Neste mês de julho, faz 42 anos que me formei médico. E recentemente fui questionado sobre qual o ingrediente principal na prática da medicina. Certamente é a humanização. Ao refletir sobre essas mais de quatro décadas de cuidado aos pacientes renais crônicos, lembrei-me de como a humanização foi essencial em nossa história e em nosso jeito de cuidar, quando demos início ao nosso trabalho no Centro de Tratamento de Doenças Renais e depois na Fundação Pró-Rim.
Quando começamos, já tomávamos algumas atitudes dentro da diálise como foco especial no conforto dos nossos pacientes. Isso foi há muito tempo antes de se falar em trabalho humanizado. Nada mais era do que dar carinho e atenção aos nossos pacientes, oferecendo a eles um tratamento digno, não interessando se eles podiam ou não pagar por isso, ou se tinham convenio ou não. E continuamos assim até os nossos dias. Na medida em que fomos atuando desta forma, ou seja, recebendo a todos que vinham fazer diálise, com um bom dia afetuoso, ou um abraço apertado, sentíamos que os pacientes cada vez mais acreditavam no nosso trabalho e que a melhoria no ambiente era indiscutível e gratificante para todos.
Lembro-me com muita emoção quando um paciente iria fazer sua primeira sessão de hemodiálise e me disse “Doutor Hercílio, estou com medo. Pode ficar de mãos dadas aqui comigo?” e eu fiquei as quatro horas de sua temível sessão ao seu lado.

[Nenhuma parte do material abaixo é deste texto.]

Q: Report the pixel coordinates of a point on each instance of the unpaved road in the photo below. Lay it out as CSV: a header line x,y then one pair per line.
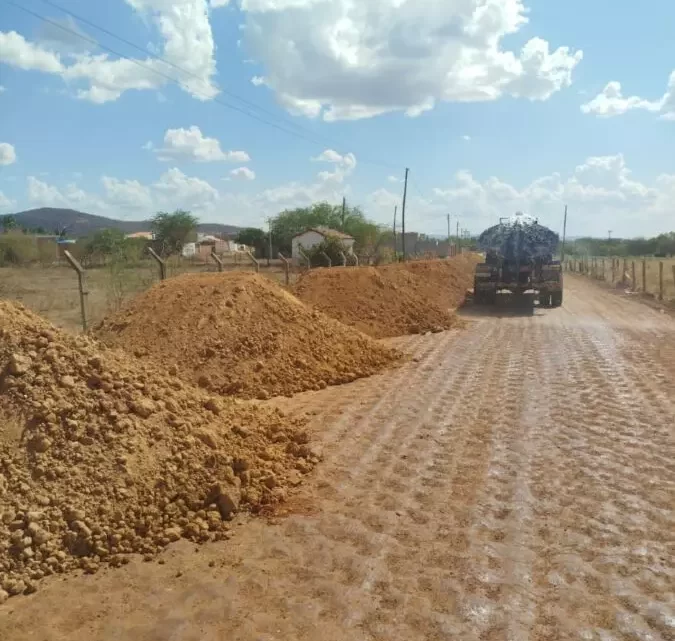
x,y
516,482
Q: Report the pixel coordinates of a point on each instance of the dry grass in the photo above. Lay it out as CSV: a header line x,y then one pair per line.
x,y
652,275
52,291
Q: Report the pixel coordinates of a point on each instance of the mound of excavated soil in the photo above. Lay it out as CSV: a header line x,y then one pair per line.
x,y
390,301
101,456
242,334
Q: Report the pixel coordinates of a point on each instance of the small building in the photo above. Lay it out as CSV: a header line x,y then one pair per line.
x,y
145,235
314,236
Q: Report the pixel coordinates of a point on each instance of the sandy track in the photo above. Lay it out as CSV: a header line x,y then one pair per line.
x,y
516,482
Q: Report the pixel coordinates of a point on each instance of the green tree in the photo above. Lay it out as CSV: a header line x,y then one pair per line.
x,y
8,223
173,230
291,222
256,238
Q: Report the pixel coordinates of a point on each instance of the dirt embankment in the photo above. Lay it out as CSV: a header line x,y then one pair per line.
x,y
241,334
393,300
102,456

Eu sempre digo que, com minha experiência no tratamento destes pacientes renais crônicos, há quase 45 anos “um passar de mão na cabeça, uma palavra carinhosa e amiga, resolvem quase 75 por cento dos seus problemas”. A nossa experiência – minha e do meu amigo e parceiro Dr. José Aluísio Vieira – foi bem sucedida e, então, começamos a montar uma equipe multidisciplinar quando ninguém falava nisso. Começamos com uma enfermeira, depois psicóloga, nutricionistas, assistentes sociais e até terapeutas ocupacionais. O objetivo dessa atuação global? O atendimento humanizado e focado nas necessidades globais do paciente renal.
Esta equipe foi montada e sustentada durante anos pelo próprio serviço de hemodiálise e após uns 10 anos o SUS, por força de portaria, determinou que os serviços contratassem estes profissionais. Mas há muito nós já estávamos à frente com esse olhar essencial para a humanização. O objetivo deste grupo era ajudar no tratamento dos pacientes. Esta experiência vivenciada por nós foi maravilhosa. Aliadas à equipe, outras benfeitorias foram se agregando, como nosso ambulatório pioneiro em transplante renal, nossa técnica em segurança, enfim, pessoas preparadas para melhorar cada vez mais este serviço.
Criamos nossa missão que era e continua sendo salvar vidas e oferecer um tratamento digno e humanizado ao paciente renal. Mas era preciso disseminar esse valor. Sempre quisemos que todos que trabalhassem nessa causa tivessem a humanização como marca. A educação, nesta fase, teve um aspecto fundamental. Ensinávamos aos nossos funcionários como agir com humanização. E, o principal recado era que o paciente deveria, acima de tudo, ser tratado com o máximo respeito e atenção.
Para nós, médicos, o aprendizado foi igual e nós mesmos nos convencemos que este era o melhor caminho e fazia parte do tratamento. Em retribuição, começamos a disponibilizar os nossos colaboradores com bolsas de estudo, cursos, ida a congressos, entre outros estímulos. Nosso crescimento foi muito rápido e hoje me recordo quando comecei a trabalhar com o Dr. José Aluísio Vieira, que já estava na cidade há seis anos, após ficar cinco anos estudando nos Estados Unidos. Naquela época tínhamos apenas 12 pacientes e agora são mais de 1.200 pacientes que dependem do nosso tratamento humanizado. Ao olhar para essa história, sinto a certeza de que o amor sempre vale a pena. E a humanização sempre será o segredo do sucesso da melhor medicina!
Pretendo numa segunda etapa contar um pouco mais desta história linda que representa a nossa caminhada de muita luta e dedicação aos pacientes.